Madigan, 665 F.3d 768 (7th Cir. 2011), is unsound. The question
in LG Display was whether a parens patriae antitrust action by
Illinois against manufacturers of LCD panels was removable
under CAFA. We held that CAFA did not apply because class
actions “must be brought under Rule 23 or the state equiva‐
lent,” and a parens patriae action brought by a state government
is a different sort of proceeding that does not qualify. Id. at 772.
We declined the defendant’s invitation to look through the
pleadings and recognize that the state was trying to act on
No. 13‐2729 9
behalf of a group of its citizens much as a class representative
would in a class action.
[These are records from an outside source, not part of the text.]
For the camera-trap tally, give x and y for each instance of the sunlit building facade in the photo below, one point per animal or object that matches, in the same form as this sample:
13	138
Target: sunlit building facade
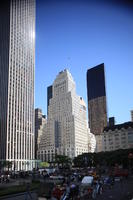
66	131
115	137
96	92
17	60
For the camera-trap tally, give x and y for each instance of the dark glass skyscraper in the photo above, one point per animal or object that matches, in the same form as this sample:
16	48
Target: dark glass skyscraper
17	55
96	93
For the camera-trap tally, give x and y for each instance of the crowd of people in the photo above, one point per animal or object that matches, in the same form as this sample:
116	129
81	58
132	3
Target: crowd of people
73	188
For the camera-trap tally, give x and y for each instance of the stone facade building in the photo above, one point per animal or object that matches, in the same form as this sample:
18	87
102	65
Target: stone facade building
66	131
96	92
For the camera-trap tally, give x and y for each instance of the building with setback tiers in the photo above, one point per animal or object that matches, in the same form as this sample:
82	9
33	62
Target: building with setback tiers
17	55
97	112
40	121
66	131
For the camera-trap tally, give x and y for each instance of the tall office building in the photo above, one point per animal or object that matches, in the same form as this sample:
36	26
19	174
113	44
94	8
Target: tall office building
40	121
132	115
96	92
17	54
49	95
66	131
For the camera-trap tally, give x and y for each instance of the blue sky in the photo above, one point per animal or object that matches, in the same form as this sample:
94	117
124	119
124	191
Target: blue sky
78	35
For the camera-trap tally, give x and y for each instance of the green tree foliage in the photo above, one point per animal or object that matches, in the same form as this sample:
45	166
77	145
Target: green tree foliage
110	158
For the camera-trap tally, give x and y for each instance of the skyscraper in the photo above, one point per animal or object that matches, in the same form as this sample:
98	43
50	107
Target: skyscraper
66	131
40	121
49	96
17	54
96	92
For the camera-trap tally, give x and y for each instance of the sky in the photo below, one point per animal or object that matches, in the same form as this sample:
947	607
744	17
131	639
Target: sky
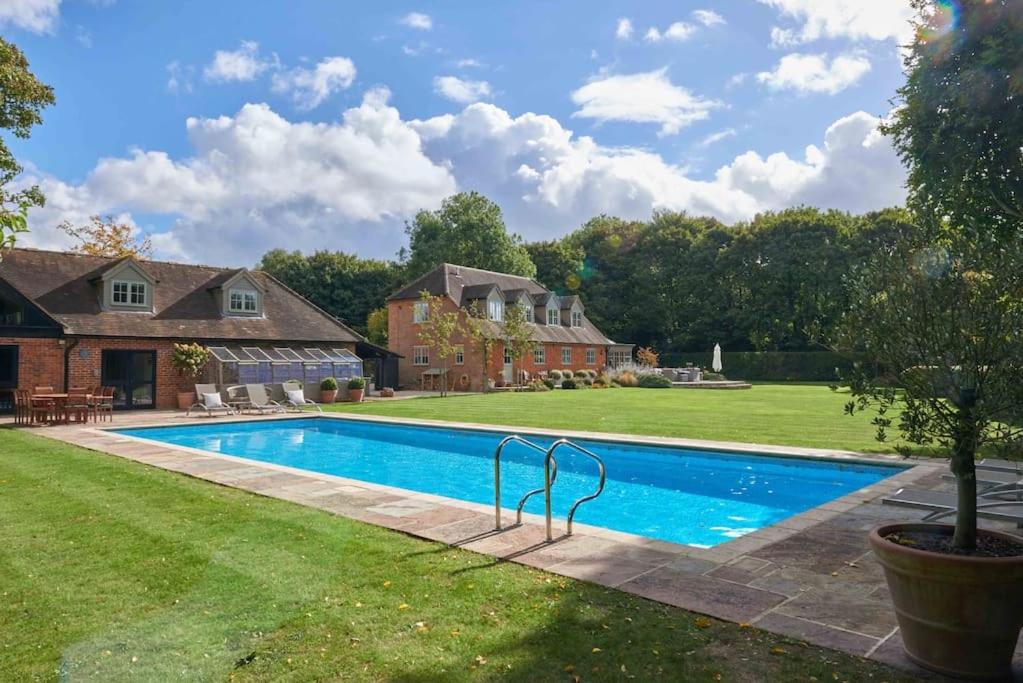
225	129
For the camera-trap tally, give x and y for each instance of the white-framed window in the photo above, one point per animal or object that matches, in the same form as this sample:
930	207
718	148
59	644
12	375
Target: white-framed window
125	292
420	355
242	301
420	311
495	310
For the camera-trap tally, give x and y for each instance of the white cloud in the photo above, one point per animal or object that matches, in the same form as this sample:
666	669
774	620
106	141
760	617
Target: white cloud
856	19
708	17
256	180
812	73
461	90
624	30
309	87
35	15
714	138
416	20
646	98
241	64
677	32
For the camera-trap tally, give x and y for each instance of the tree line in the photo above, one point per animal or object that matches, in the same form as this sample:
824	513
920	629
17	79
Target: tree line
675	282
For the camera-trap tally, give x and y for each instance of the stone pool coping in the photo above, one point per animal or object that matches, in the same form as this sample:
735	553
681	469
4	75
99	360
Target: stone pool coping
810	577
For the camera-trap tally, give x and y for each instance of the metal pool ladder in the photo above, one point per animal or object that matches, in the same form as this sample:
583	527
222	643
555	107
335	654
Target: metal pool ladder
548	482
550	471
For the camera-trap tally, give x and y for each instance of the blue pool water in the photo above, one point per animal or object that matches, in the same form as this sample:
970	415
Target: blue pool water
699	498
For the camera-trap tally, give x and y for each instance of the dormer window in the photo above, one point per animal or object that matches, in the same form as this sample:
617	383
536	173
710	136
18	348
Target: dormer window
495	310
126	292
242	301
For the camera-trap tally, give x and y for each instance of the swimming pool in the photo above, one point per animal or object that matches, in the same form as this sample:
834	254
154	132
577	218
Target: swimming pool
699	498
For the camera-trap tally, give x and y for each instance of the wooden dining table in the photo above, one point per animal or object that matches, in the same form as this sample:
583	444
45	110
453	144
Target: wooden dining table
59	414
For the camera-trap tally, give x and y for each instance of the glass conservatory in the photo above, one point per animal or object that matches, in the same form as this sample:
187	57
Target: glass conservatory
273	365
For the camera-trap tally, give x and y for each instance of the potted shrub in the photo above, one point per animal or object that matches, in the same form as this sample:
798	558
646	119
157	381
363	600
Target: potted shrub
356	386
188	359
328	390
954	381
Id. Addison argues that LG Display
means courts should look only to the complaint in determining
whether a given claim is a class action.
The argument is not persuasive. Addison overlooks the fact
that it remains the representative of a class that was actually
certified “under Rule 23 or the state equivalent.” Addison
would also have us overlook the important procedural
differences between class actions and parens patriae actions.
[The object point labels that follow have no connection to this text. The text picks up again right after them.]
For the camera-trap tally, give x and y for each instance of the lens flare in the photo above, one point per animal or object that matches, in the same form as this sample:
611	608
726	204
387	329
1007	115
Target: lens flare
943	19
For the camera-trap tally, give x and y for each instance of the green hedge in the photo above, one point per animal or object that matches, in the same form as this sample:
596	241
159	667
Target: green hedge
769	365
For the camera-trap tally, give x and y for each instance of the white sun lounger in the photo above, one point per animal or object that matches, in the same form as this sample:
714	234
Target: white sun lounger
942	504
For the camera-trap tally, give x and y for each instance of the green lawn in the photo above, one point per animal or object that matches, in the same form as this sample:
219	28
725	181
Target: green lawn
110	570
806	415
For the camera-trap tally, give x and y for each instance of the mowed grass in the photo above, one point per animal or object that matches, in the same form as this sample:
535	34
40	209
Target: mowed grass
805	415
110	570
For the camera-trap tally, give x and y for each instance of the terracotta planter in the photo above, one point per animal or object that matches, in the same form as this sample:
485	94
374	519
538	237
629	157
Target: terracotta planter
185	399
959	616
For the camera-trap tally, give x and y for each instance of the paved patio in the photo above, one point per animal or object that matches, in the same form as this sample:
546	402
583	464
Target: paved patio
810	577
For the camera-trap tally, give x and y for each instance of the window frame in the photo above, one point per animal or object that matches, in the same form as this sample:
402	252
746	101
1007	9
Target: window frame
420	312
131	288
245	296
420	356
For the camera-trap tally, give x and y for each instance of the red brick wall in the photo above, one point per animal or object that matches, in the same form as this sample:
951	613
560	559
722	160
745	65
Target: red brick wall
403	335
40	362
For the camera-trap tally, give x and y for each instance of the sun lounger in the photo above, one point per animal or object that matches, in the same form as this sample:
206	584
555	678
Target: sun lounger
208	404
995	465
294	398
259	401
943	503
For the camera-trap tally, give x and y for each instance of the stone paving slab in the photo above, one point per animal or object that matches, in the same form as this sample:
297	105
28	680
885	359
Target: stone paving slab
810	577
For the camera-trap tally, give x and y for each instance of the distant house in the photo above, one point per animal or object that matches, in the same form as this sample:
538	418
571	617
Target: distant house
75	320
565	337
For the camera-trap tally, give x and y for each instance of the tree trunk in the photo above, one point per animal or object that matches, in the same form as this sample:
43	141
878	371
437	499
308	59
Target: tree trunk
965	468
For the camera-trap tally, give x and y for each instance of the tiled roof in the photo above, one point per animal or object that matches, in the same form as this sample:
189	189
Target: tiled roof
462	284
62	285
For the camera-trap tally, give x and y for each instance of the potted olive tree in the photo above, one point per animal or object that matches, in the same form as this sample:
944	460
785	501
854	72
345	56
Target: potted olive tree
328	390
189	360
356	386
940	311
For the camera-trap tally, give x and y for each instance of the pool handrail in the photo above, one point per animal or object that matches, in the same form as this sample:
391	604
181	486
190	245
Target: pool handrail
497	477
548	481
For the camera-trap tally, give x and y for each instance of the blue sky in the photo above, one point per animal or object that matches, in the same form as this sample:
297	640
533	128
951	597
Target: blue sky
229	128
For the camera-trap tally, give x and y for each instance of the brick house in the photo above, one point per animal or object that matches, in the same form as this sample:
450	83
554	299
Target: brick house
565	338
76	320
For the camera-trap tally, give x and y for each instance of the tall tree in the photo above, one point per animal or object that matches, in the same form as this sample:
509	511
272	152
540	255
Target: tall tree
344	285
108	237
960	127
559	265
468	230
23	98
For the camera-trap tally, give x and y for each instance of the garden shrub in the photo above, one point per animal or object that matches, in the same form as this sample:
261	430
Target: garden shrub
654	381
Parens patriae suits are a special form of action brought by a
state on behalf of its residents generally to protect a “quasi‐
sovereign interest” belonging to the state. Id. at 771. Such suits
brought by a government to vindicate interests beyond those
of any particular victims do not involve certified plaintiff
classes and “should not be considered representative actions
subject to Rule 23.” E.E.O.C. v. Waffle House, Inc., 534 U.S. 279,
288 (2002), quoting General Telephone Co. of the Northwest v.
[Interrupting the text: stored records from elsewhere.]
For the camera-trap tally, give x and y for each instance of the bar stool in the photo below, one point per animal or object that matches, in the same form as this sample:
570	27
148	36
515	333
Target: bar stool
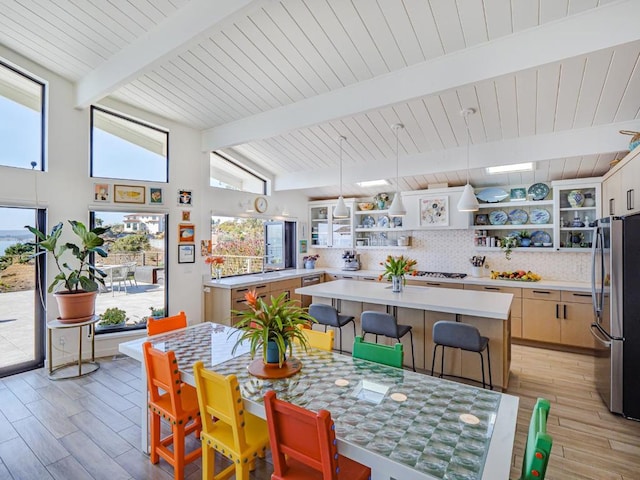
462	336
384	324
328	316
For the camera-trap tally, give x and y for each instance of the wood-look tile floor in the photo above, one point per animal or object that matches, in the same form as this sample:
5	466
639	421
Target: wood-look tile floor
89	428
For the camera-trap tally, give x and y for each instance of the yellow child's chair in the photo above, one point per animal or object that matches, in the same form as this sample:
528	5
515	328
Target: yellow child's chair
226	426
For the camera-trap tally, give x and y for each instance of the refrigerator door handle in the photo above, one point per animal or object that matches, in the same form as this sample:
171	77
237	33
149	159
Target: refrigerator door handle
598	336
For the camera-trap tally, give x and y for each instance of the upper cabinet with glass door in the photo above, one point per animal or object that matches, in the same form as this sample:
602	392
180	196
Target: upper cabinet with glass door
327	231
577	207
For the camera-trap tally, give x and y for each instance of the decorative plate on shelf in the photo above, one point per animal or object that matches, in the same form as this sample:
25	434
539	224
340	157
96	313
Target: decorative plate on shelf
498	217
368	221
538	191
540	236
492	195
518	217
383	221
539	215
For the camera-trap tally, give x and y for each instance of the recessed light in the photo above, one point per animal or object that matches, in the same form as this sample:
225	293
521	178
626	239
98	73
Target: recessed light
516	167
373	183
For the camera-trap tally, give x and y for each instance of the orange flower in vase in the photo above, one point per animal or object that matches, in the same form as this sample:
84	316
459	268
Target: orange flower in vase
216	262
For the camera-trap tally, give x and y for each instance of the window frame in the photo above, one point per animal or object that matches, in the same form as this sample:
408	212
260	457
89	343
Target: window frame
43	119
137	122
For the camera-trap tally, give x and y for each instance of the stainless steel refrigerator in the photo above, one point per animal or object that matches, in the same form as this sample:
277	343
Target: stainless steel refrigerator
616	304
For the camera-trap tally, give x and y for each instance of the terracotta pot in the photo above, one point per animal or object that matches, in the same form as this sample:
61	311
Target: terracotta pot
80	305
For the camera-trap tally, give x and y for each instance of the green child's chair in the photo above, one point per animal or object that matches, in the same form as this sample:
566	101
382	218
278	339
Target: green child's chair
375	352
538	447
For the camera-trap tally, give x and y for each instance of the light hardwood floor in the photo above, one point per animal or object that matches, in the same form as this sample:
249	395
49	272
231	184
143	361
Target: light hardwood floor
89	427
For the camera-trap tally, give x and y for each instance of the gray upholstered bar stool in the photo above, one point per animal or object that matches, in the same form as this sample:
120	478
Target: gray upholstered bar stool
328	316
380	323
463	336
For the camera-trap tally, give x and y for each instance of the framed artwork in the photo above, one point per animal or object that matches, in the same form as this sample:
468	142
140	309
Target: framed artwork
186	253
185	198
186	233
101	192
155	196
128	194
518	194
434	211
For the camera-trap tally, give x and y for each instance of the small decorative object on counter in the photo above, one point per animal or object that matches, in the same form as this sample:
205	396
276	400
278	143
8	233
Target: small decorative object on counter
310	261
575	198
395	269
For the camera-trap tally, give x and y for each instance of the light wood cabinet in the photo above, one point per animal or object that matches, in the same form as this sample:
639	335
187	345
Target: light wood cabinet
561	317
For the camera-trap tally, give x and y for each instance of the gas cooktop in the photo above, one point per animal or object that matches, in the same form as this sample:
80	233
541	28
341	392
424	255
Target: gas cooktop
441	274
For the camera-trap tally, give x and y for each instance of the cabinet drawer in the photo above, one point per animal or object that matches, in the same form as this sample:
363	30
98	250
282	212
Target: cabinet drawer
517	292
541	294
575	297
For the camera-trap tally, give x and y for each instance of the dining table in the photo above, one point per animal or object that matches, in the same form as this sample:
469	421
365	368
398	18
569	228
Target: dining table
402	424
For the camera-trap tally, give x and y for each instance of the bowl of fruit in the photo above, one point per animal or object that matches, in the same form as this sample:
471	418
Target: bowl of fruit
517	275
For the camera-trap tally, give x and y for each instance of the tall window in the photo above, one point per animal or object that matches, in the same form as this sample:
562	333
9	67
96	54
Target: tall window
225	172
127	149
21	119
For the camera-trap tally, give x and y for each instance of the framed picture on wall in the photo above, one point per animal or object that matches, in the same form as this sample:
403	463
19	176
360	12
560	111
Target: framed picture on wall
434	211
128	194
186	253
186	233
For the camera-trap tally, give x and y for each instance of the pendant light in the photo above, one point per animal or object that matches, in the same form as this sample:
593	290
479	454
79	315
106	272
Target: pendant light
397	207
341	210
468	201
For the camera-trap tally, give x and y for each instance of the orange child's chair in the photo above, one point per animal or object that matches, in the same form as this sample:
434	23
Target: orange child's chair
177	403
303	444
226	426
156	326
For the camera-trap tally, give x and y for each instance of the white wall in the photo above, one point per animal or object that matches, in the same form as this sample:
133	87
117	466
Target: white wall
66	189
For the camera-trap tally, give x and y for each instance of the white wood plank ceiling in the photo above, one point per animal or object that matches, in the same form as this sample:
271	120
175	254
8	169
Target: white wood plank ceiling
276	82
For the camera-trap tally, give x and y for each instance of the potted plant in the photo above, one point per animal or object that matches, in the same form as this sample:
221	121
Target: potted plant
395	269
272	326
80	280
112	317
525	238
310	261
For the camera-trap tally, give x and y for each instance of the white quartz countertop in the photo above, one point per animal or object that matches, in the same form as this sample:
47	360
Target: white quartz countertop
465	302
259	278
E.E.O.C., 446 U.S. 318, 326 (1980). As with many actions taken
by governments, the protection against excesses in the parens
patriae context lies in the electoral process, not the procedural
protections and fiduciary duties owed by private counsel and
named plaintiffs in a class action.
Finally, our decision does not depend on two details that
made the true nature of this action more transparent. Addi‐
son’s first complaint against Hartford was explicitly a class
action, but our decision would be the same even if Addison
had not filed that first complaint. Also, deletion of the present
complaint’s many references to the state court class would not
change our decision.
10 No. 13‐2729
As we have warned, a “statute governing class actions must
define that term carefully, or plaintiffs who want to litigate in
state court will devise close substitutes that escape the statute’s
application.” Bullard v. Burlington Northern Santa Fe Ry. Co.,
535 F.3d 759, 761 (7th Cir. 2008). Addison’s coy pleading in this
case cannot disguise the true nature of its claim or avoid its
fiduciary duties to the class it represents. Accordingly, we
REVERSE the district court’s order remanding this action to
state court and REMAND this matter to the district court for
further proceedings on the merits of Addison’s claims.